非ネイティブ英語は「紋切り型」で「荒っぽい印象」に
──会談を受けて、石破総理は「G7の分断が進まないように日本としてできる限りの努力をしていかねばならない」とどちらの立場にも寄らないコメントをしていた。
長島:非常に有意義なコメントだと思いました。ヨーロッパも中長期的には、どうにかアメリカを巻き込んで停戦に進んでいこうと努力しているわけです。どちらかの側につくと、分断を助長しかねない。日本は少し距離を置いた立場で、両者をつなぎ合わせられる道を模索しながら、動いていくのが賢明です。
──ゼレンスキー大統領の交渉戦略にも問題が?
長島:これは結果論ですが、ゼレンスキーさんが英語で話してしまったことが失敗の原因だったのではないでしょうか。ネイティブ2人(トランプ大統領とバンス副大統領)相手に非ネイティブが英語で論争するのですから、形勢はどうしても不利になる。しかも、非ネイティブの英語はどうしても紋切り型になりがちで、ニュアンスが伝わりにくく、荒っぽい印象になってしまう。
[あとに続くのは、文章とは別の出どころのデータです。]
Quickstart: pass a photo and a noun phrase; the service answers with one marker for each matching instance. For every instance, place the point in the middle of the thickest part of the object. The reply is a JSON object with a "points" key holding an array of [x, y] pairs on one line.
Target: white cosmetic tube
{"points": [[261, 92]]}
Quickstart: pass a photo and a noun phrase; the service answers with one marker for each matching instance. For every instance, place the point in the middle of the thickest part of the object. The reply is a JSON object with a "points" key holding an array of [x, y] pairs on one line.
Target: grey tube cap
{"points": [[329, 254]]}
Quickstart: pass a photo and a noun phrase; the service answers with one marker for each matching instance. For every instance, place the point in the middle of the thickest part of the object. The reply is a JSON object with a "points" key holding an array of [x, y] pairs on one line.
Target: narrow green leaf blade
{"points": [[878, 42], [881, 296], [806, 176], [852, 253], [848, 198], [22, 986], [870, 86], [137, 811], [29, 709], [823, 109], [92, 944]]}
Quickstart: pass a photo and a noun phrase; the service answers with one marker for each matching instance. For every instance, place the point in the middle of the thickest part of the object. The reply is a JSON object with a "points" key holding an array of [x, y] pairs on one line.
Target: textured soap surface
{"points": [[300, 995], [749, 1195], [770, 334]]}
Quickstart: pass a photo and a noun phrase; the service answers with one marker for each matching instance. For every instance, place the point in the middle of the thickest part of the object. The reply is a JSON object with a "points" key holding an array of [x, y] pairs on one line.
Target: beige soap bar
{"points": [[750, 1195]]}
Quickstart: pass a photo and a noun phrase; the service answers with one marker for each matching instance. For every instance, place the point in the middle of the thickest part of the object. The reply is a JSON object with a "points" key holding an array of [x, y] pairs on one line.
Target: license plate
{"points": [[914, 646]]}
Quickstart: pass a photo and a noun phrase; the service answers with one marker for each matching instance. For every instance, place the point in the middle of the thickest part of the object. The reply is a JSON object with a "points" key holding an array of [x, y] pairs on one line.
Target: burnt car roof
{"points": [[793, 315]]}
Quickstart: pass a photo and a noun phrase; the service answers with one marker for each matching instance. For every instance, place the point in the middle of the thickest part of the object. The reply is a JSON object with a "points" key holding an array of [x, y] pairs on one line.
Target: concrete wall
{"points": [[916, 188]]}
通訳を介せば、ワンクッション置くことにより、頭の中を整理しながら冷静に対応できる。我々も経験がありますが、特に外交交渉の場では大事です。
──トランプ氏対策の難しさも露わになった。それと比べると日本時間2月8日の日米首脳会談は想定外もなく、無難に終わった。
長島:勝因がどこにあるかと問われれば、やはり石破総理ご自身が、無我の境地で、あらゆるものを飲み込み、トランプ大統領と相対したことだと思います。外務省や経産省はもちろん、麻生太郎元総理の「結論から簡潔に話せ」という助言や、ソフトバンクの孫正義社長のアドバイスも大いに参考にされていた。
先に大統領にお会いになった安倍昭恵夫人にも助けていただいた。石破総理ご自身が安倍晋三元総理の外交的功績に触れられたことも非常に大きかったと思います。
──長島補佐官は会談に先立ち、昨年11月に訪米し、トランプ氏側に「石破外交はこれまでの日本外交の延長線上にある」と伝えていた。
長島:外交は継続性が大事です。石破政権の安全保障政策戦略は、安倍・菅・岸田という前任者が積み上げた政策の連続性のもとにあるということを、米政府関係者や、連邦議員関係者、有識者に伝えました。私のミッションは、政策の継続こそが日米双方にプラスだと説明することでした。かなりの程度受け止めてもらえました。